Fourcade setzt auf neue Methoden und Motivation

Der neue Cheftrainer Simon Fourcade erläuterte seinen Ansatz wie folgt: „Ich habe mit den Jungs über ihre Bedürfnisse gesprochen und wollte von ihnen wissen, was sie von meinem Plan halten. Für mich ist offener Austausch sehr wichtig, um gegenseitiges Verständnis zu schaffen. Wir müssen nicht bei allem einer Meinung sein, aber konstruktive Diskussionen sind der beste Weg, um Kompromisse zu finden und voranzukommen. Die Mannschaft hat eine interessante Mischung: Wir haben vier echte Leader und drei hoch talentierte, aufstrebende Nachwuchsathleten. Das bringt gleich mehrere Herausforderungen mit sich: Die erfahrenen Athleten müssen sich neu motivieren, Leistung bringen und mit den neuen Methoden zurechtkommen. Gleichzeitig sollen sie die Jüngeren dabei unterstützen, sich weiterzuentwickeln und an das Top-Niveau heranzukommen.“

Trainingscamp im Golfclub

Biathleten trainieren für gewöhnlich an vertrauten Orten mit etabliertem Schießstand und bekannten Routen für ihre Ausdauereinheiten. Frankreich ging in diesem Frühjahr jedoch neue Wege: Das Team traf sich in der Golfanlage Golf Gap Bayard, wurde im Clubhaus verpflegt und schlief mit Blick auf das 18. Loch. Auf den ungewöhnlichen Trainingsort angesprochen, sagte Amat: „Die Anlage ist perfekt. Die Athleten wollten einen Neustart und genau das bekommen sie dort geboten.“ In unmittelbarer Umgebung gab es ein großes Waldgebiet mit unzähligen Trails für die Laufeinheiten, kleine Landstraßen zum Rollskilaufen und Radfahren sowie jeden Tag neue Eindrücke und Herausforderungen. Der provisorische Schießstand bot eine weitere Besonderheit: Er wurde auf einem erstklassig gepflegten, in sattem Grün leuchtenden Fußballplatz neben der Driving Range eingerichtet – mit fünf Zielen, Matten und Zieltafeln fürs Anschießen.

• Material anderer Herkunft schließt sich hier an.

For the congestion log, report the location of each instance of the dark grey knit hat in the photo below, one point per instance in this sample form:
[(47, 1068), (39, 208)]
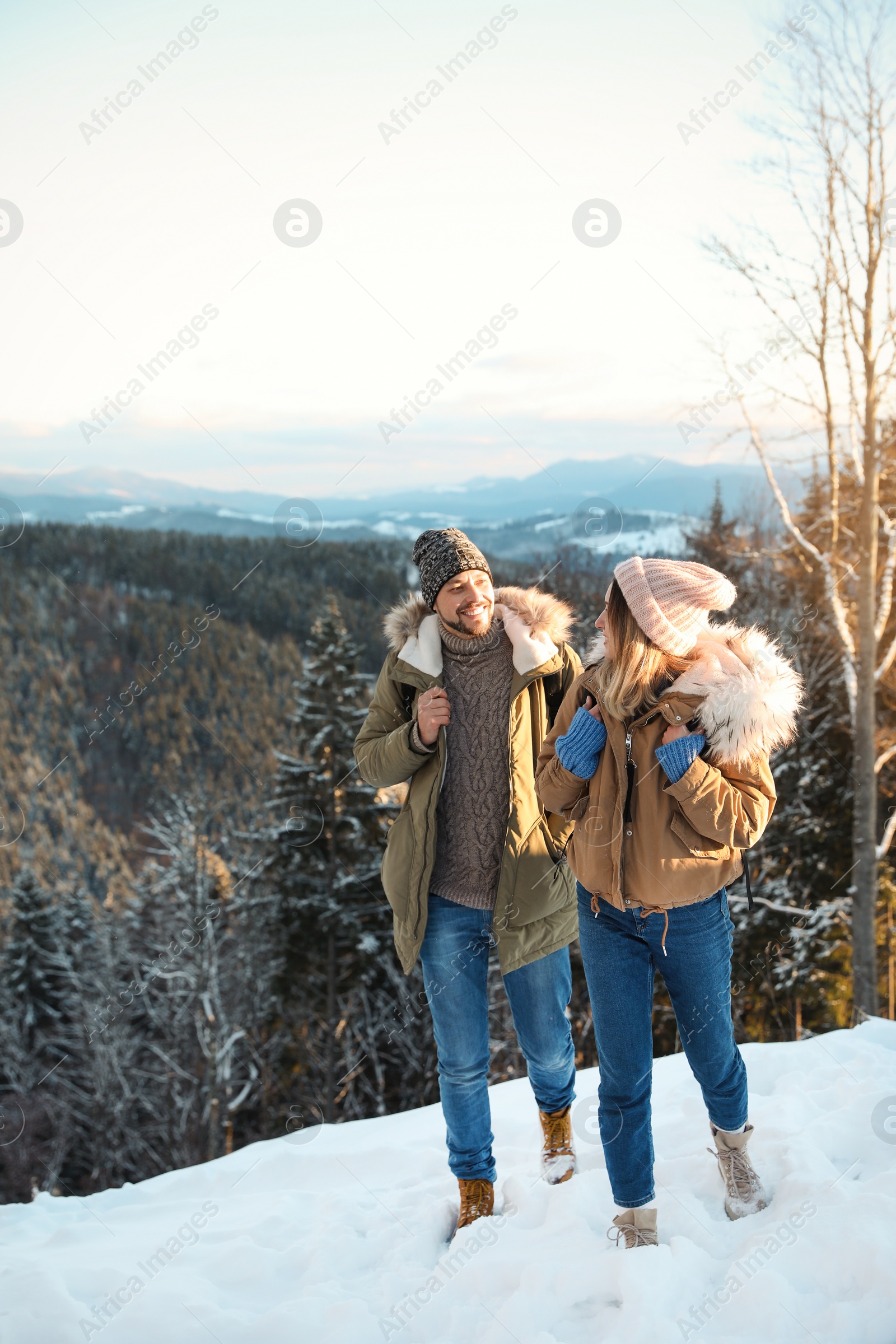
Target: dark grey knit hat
[(440, 554)]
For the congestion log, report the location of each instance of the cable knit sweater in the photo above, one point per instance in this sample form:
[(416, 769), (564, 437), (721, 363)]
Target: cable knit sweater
[(474, 800)]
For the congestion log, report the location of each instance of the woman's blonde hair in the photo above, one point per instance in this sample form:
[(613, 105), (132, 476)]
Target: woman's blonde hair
[(632, 679)]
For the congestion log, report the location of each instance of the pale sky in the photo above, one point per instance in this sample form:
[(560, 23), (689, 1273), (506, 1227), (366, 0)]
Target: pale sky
[(169, 213)]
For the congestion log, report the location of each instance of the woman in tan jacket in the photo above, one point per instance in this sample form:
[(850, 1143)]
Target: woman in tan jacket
[(660, 756)]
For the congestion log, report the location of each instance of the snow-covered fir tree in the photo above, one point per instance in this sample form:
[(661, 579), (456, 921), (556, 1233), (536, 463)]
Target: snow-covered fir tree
[(363, 1045)]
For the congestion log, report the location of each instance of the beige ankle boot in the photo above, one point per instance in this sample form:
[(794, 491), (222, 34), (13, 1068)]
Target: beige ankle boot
[(558, 1158), (638, 1226), (477, 1201), (743, 1188)]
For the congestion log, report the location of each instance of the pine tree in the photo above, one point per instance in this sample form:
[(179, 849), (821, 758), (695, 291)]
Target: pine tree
[(790, 958), (324, 855)]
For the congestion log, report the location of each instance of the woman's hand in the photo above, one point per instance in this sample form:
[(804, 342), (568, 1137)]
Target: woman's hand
[(433, 710), (672, 734)]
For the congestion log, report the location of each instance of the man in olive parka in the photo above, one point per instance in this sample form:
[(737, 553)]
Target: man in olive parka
[(461, 709)]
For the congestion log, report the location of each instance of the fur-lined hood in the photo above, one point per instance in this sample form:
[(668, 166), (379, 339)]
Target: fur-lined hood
[(536, 624), (750, 694)]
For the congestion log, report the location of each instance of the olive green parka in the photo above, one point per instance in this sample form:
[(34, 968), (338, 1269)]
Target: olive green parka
[(535, 911)]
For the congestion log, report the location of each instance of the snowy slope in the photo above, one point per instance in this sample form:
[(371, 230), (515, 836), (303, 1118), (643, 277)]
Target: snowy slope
[(338, 1235)]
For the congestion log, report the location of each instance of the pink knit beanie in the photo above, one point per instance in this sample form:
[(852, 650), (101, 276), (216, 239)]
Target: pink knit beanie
[(672, 600)]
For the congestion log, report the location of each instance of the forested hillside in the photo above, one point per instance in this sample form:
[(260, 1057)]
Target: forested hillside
[(195, 945)]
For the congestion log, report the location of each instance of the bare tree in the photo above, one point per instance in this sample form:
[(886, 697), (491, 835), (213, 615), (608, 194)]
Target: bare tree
[(833, 295)]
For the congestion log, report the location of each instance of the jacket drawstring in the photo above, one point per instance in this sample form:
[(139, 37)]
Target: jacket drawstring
[(645, 912), (659, 911)]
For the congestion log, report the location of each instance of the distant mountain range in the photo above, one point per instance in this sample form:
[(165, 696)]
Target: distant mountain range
[(618, 505)]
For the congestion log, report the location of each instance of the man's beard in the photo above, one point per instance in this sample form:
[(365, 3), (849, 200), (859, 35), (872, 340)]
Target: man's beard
[(461, 629)]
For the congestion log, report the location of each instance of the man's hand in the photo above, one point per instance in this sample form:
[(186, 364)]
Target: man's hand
[(433, 710), (671, 734)]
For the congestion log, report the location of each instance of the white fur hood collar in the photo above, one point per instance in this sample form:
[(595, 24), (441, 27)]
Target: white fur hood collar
[(536, 624), (750, 694)]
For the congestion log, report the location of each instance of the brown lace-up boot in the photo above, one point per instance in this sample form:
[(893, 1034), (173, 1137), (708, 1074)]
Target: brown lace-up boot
[(477, 1201), (637, 1226), (558, 1158), (743, 1188)]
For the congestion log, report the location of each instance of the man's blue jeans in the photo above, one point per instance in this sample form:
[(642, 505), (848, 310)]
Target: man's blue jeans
[(456, 964), (621, 952)]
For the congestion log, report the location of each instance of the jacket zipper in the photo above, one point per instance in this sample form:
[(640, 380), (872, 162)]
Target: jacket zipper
[(627, 812)]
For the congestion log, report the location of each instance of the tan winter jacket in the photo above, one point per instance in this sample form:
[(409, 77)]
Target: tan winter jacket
[(535, 912), (682, 842)]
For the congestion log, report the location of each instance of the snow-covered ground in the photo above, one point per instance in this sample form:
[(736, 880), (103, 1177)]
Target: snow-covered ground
[(339, 1235)]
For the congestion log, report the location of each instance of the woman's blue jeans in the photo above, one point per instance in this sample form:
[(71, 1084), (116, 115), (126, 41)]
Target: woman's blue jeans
[(621, 952), (456, 965)]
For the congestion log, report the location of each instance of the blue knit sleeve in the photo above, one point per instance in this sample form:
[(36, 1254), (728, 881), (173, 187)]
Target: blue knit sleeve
[(580, 748), (678, 757)]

Trumpfkarte Genauigkeit und Tempo

Jean-Pierre Amat, der 1996 olympisches Gold im Kleinkaliber-Dreistellungskampf gewann, setzte jeden Tag kurze, effektive Einheiten mit vielen lehrreichen Erkenntnissen aufs Programm. Jede Session, von den Einzelschuss-Übungen bis hin zu schnellen Fünferserien, verfolgte dabei einen bestimmten Zweck und soll die Schießleistung des Teams insgesamt verbessern. „Es geht nur um die Grundlagen. Mir wurde von unserem Biathlondirektor Stéphane Bouthiaux nahegelegt, dass wir Geschwindigkeit und Treffsicherheit am Schießstand verbessern müssen. Wir schießen hier ohne Laufen. Das heißt, der gesamte Fokus liegt auf dem Trefferbild und der Schießzeit. Das ist ein etwas anderer Ansatz. Einer meiner Schwerpunkte ist der erste Schuss. Wenn du im Wettkampf eine gute Position finden und die erste Patrone innerhalb von neun Sekunden abfeuern kannst, fallen dir die weiteren Schüsse leichter.“

Angepasstes Programm

Bei den Konditionseinheiten in der Frühphase der Vorbereitung rückt der Aufbau einer guten aeroben Basis in den Vordergrund. Deshalb standen lange Ausdauereinheiten auf dem Rad, mit Rollski oder in den Laufschuhen auf dem Programm. Der ungewöhnliche Trainingsort brachte auch einige kleine Pannen und Lacher mit sich. So stellte das Team bei einer geplanten 90-minütigen Rollski-Einheit mit Startpunkt X fest, dass es sich um eine Einbahnstraße handelt. So schlängelten sich die Athleten vorsichtig einen Kilometer zu einer größeren Hauptstraße hinauf, während Fourcade im Begleitwagen in den Ort zurückfahren und einen Umweg in Kauf nehmen musste. Fünf Minuten vor Ende der Einheit wurde aus dem glatten Asphalt plötzlich eine raue Schotterpiste, sodass an dieser Stelle vorzeitig Schluss war. Ironischerweise setzte unmittelbar darauf ein heftiger Wolkenbruch ein.

Hinauf zum Col Bayard

Am nächsten Tag sollte es zu einer dreistündigen Radtour gehen. Doch heftiger Regen und bedrohlich dunkle Wolken machten dem Ganzen abermals einen Strich durch die Rechnung. So wurde kurzerhand umgesattelt und die für den Folgetag geplante 2,5-stündige Trailrunning-Einheit zum 2.126 m hohen Col Bayard vorgezogen. In den Trainingscamps werden die Grundlagen für eine lange Saison geschaffen, doch dabei verläuft eben nicht immer alles nach Plan.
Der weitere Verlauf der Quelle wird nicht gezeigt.